Hacia el siglo I a. C., cuando el estoicismo desembarcó en Roma, su éxito y su acogida no pudieron ser mayores. Los romanos admiraban la virtud y la austeridad de sus antepasados, a la vez que estaban sometidos a un poder cada vez más lejano e impersonal, primero por parte del Senado y después del emperador. Estas circunstancias crearon un clima propicio para que filósofos como Séneca, Epicteto o Marco Aurelio florecieran. Sus vidas no pudieron ser más disímiles. Séneca provenía de una influyente familia cordobesa. En Roma llegó a ser un consumado orador y un senador respetado. Después fue cónsul, consejero y tutor de Nerón. Fue cuando cayó en desgracia con el emperador, quien injustamente lo acusó de sedición y lo condenó a muerte. Entonces Séneca decidió suicidarse. Sus cartas, sus diálogos filosóficos y sus obras de teatro lo convirtieron en el principal exponente del estoicismo romano. Epicteto fue un esclavo frigio que vivió en Roma y que después de ser liberado comenzó a enseñar en Nicópolis, pequeña ciudad al noroeste de Grecia. No escribió nada, pero sus enseñanzas fueron recogidas por su discípulo Claudio Arriano, quien las recopiló en un “Manual”, Enquiridion, y unas “Disertaciones”, Diatríbai. Marco Aurelio fue el último de los llamados “Emperadores Buenos” de Roma. Gobernó entre los años 161 y 180 de nuestra era y su mandato estuvo signado por la justicia y una relativa paz. Escribió unas Meditaciones (Pròs heautón, “palabras para sí mismo”, por su título en griego), una especie de diario filosófico personal. Los tres, sin embargo, comparten una sabiduría común signada por la búsqueda interior, el cultivo de la virtud y la austeridad, el autocontrol y la imperturbabilidad, ataraxía, como camino a la felicidad.

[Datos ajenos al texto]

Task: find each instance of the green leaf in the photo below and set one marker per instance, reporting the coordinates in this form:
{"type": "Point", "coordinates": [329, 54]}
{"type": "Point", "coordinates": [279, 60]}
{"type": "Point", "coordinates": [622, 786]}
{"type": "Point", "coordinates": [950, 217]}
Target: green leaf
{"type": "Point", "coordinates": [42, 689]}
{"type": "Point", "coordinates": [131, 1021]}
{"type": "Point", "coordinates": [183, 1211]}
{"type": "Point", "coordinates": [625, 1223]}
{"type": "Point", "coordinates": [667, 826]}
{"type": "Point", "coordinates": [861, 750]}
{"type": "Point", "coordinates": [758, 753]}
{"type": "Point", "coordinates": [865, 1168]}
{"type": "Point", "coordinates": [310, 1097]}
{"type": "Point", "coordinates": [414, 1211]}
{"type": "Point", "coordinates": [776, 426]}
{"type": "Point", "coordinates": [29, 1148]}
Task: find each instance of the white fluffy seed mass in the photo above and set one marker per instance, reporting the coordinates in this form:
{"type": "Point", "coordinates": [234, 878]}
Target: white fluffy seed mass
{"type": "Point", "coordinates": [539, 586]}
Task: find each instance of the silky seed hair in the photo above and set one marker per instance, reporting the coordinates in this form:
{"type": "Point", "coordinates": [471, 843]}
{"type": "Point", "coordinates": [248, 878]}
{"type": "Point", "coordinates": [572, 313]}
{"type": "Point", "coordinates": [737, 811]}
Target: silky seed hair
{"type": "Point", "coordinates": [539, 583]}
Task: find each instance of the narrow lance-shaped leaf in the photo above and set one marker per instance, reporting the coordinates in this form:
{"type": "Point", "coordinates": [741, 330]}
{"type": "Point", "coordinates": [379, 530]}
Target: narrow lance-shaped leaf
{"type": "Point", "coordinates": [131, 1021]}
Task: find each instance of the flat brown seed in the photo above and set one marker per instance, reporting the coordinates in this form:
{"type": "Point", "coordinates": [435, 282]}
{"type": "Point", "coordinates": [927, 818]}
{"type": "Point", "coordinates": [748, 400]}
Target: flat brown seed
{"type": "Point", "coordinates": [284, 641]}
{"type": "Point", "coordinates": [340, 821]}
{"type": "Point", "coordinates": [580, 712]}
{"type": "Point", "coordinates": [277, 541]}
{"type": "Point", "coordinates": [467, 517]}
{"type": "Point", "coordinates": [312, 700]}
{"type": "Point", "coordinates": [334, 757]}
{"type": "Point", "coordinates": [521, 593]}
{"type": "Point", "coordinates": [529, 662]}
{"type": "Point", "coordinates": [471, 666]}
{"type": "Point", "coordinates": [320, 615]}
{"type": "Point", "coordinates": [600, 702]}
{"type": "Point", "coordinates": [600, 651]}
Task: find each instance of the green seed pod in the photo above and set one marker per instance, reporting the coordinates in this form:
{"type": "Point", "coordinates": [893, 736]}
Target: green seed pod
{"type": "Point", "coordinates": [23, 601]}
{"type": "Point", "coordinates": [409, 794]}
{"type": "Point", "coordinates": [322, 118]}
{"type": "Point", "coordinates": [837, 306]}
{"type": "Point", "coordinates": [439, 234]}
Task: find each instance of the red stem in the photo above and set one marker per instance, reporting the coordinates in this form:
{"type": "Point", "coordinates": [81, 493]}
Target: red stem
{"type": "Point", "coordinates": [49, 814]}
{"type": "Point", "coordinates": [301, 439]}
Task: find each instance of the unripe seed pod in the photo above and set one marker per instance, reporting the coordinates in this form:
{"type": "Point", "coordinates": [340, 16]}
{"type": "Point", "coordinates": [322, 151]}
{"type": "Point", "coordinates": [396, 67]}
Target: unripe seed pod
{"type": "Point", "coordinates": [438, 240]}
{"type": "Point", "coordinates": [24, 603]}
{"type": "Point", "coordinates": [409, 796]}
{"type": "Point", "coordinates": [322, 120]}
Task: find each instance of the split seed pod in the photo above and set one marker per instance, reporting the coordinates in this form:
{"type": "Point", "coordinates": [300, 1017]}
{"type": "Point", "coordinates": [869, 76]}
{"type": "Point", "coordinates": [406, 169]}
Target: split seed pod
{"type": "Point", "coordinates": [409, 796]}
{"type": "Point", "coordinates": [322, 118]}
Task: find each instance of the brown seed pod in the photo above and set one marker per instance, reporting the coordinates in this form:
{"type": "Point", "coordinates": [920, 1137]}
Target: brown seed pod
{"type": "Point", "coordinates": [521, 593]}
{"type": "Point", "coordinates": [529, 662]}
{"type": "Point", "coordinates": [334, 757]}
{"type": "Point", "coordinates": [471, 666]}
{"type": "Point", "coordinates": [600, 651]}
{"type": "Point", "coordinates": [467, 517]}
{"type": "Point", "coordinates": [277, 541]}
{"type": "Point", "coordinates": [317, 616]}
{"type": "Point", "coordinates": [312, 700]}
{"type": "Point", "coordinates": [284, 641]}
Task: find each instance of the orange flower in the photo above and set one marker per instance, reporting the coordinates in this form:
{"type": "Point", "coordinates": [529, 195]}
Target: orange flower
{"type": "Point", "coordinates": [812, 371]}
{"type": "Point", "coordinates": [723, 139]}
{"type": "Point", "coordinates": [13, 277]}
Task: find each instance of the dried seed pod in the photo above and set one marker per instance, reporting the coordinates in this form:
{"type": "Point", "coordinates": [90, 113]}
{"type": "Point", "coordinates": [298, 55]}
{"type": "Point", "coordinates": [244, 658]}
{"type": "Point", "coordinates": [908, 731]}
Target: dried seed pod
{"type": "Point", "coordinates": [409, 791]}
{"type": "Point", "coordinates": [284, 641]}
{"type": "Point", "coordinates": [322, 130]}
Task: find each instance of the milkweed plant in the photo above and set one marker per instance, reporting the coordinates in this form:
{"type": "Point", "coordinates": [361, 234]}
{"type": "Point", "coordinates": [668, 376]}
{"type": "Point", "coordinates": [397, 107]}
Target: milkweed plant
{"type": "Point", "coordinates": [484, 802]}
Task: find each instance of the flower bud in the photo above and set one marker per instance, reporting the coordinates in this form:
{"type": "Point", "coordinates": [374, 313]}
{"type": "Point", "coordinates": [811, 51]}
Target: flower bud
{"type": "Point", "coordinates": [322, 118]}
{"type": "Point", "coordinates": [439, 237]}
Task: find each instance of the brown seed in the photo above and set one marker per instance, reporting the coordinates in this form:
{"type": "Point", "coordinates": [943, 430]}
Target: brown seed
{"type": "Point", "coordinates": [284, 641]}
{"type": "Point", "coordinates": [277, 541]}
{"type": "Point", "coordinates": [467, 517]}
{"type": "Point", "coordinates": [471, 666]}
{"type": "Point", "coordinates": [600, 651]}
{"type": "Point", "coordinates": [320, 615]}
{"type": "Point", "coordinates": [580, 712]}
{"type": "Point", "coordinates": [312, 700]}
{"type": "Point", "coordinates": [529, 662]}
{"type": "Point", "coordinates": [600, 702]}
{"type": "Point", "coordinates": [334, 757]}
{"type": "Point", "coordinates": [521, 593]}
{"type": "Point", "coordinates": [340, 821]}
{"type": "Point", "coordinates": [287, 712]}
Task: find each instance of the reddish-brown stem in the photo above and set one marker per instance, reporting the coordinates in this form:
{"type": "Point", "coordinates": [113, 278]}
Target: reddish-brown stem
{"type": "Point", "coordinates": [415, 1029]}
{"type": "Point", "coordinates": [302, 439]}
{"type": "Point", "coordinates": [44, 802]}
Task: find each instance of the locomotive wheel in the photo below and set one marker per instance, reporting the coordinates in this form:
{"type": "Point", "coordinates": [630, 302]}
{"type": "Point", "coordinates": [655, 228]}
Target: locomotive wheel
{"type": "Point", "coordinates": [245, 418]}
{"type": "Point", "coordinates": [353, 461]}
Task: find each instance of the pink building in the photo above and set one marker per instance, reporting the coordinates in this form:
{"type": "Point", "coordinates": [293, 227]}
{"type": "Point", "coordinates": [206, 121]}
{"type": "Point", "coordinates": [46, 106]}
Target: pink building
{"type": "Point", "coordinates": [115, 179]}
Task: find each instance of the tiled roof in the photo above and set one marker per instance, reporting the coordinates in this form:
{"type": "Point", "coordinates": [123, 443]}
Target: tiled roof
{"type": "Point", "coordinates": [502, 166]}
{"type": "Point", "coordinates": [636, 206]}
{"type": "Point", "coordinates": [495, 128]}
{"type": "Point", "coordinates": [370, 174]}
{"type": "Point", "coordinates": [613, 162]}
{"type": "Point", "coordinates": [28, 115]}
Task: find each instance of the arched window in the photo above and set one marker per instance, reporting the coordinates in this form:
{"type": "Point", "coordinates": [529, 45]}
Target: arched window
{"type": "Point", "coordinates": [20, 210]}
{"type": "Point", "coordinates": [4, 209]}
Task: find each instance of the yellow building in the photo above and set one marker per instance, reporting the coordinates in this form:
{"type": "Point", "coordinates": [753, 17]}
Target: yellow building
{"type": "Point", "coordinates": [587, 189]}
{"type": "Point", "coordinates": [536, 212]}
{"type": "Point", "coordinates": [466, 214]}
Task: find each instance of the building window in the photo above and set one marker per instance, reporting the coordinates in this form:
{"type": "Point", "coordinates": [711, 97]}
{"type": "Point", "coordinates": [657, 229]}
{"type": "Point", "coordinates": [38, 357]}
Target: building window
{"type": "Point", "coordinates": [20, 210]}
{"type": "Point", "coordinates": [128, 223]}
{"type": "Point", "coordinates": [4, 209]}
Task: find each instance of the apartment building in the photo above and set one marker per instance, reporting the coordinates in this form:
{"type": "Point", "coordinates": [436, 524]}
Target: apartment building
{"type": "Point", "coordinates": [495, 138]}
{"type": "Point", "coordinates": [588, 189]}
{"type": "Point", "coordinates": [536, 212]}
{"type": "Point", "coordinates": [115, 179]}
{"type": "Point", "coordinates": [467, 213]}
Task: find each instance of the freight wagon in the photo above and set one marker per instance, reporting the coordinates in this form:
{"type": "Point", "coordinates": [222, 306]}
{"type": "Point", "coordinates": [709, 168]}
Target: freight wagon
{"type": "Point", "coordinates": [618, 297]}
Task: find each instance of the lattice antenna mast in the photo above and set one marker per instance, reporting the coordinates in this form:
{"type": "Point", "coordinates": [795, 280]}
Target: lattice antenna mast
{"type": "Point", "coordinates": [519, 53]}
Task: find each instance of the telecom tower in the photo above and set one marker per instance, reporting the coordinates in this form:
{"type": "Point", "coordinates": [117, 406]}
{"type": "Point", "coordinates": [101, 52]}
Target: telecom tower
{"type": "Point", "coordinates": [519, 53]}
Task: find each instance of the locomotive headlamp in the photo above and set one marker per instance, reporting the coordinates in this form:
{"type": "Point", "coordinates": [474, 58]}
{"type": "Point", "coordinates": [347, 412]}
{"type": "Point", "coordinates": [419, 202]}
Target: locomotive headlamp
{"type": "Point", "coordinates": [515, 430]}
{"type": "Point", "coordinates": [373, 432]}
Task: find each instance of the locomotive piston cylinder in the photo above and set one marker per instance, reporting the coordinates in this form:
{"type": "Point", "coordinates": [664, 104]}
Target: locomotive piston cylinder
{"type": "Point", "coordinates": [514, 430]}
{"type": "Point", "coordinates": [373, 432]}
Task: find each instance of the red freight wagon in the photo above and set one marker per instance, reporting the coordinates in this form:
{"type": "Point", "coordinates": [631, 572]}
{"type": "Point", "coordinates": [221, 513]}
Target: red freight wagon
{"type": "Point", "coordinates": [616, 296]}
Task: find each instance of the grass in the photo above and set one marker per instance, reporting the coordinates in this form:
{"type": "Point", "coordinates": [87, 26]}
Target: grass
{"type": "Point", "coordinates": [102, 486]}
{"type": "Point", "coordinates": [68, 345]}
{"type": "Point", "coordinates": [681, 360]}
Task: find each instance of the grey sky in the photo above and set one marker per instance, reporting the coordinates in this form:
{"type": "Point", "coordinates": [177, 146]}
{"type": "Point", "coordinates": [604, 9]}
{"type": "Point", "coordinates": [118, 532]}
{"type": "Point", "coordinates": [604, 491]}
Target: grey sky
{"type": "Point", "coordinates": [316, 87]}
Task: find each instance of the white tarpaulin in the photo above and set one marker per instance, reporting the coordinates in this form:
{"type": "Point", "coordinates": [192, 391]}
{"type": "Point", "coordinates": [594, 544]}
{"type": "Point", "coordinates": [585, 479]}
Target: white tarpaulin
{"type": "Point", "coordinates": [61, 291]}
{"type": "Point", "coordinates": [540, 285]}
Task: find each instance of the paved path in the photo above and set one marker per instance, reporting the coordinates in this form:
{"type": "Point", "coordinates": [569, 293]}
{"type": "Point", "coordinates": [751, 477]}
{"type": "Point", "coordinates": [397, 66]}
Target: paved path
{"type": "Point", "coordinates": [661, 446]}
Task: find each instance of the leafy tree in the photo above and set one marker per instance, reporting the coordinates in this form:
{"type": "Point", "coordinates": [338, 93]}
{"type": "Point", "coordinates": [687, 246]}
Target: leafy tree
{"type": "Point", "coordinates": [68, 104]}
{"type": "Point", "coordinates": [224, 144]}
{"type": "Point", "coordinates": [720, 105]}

Más allá de los best sellers y los éxitos de venta, más allá de que esta llamada “literatura de aeropuertos” consista en verdaderas reflexiones o meras charlatanerías, la existencia de todo un género de autoayuda que invoca al pensamiento del Pórtico conlleva una serie de consideraciones que no deben soslayarse. Implica ante todo la vigencia de una tradición marcada por una interioridad y una espiritualidad, pero también por una fe inquebrantable en los poderes de la razón como único camino hacia la felicidad. En otras palabras, la persistencia de la tradición socrática. También muestra la existencia, hoy como ayer, de una humanidad frágil y sufriente que busca una respuesta ante los avatares del mundo y los caprichos del destino, que desea blindarse ante la irrebatible existencia del mal, el sufrimiento y el dolor.